A week has passed. I woke during every night to make sure that it was real. The scent of my wife lay beside me and I would reach out and touch her skin just to make sure.
I had decided at some point that my stay in Mallorca was a Waiting for Godot experience. I had even decided that, at some point, I had died and that was where my soul had washed up, beside the bay of Palma with yachts, body-boarders, and stumbling middle-aged people shuffling from bar to bar whilst socialising. I was worse in my apartment because I had no reason to think that I had not indeed died. To keep me occupied, I read. When I wasn’t reading, I watched the sea, drank some wine, watched the sea and drank some more wine, or I talked.
I am a teacher so talking to myself comes naturally.
In the apartment, there was nobody else to overhear my little chats. Perhaps little chats is over-egging it somewhat; I had little snap-chats in which I would make an observation on something as if there was an audience to appreciate my insight. On other occasions, I would say the punch-line to a joke and ‘boo-boom’ it. A lot of the time found me pub-singing. The latter was invented by Reeves and Mortimer before being re-invented by my best friend and me. It has rather strict codes of expression and falls somewhere between Japanese puppet theatre and ballet. It is the received convention that it be performed in a duet but as my stage only held the one, me, myself, I, I had to do it solo, so to speak.
In that event, it’s just a case of finding the appropriate song to reinterpret and then improvise that chosen melody into something that resembles a scratched record jumping through intervals in time and space in a vain attempt to make sense of that which is patently insane. Sounds like a familiar theme.

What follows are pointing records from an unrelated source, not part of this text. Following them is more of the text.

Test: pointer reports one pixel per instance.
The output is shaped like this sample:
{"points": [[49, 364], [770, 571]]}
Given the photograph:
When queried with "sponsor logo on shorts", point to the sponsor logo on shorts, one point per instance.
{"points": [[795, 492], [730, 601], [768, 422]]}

Anyway, pub-singing brought me a little solace and gave me a chance to laugh without people, who were not there, thinking that I had lost the plot.
British clouds have settled into the vacant sky and I am feeling the familiar again.
My wife and middle daughter have gone to the Midlands to pick up our eldest daughter from university, leaving the youngest and I to share a full English breakfast. Tomorrow I begin a stint of supply at a special school where naughty children are sent because they cannot fit into the perfectly reasonable education system. I dropped in there during the early part of the week and was struck by how wonderfully some of these children played their roles. A few salvos of swearing, kicking plastic bottle across corridors and outright refusal to do anything politely requested of them, told me what to expect. I was rushed in and out, asked if I knew about teaching English, asked if I wanted a permanent job, told that one woman was leaving to have a baby (even thought I suspected that she hadn’t got anywhere near pregnant by that point), then informed that another teacher was on her way out because she could not tolerate being sworn at so much during the course of a working day. Oh, and by the way, when could I start?
It’s nice to be wanted. I told them that it would be better if I just saw how it went, day by day. I had decided to pull myself away from the Prozac, and still do, but for the time being sticking with the programme seems to make some sense.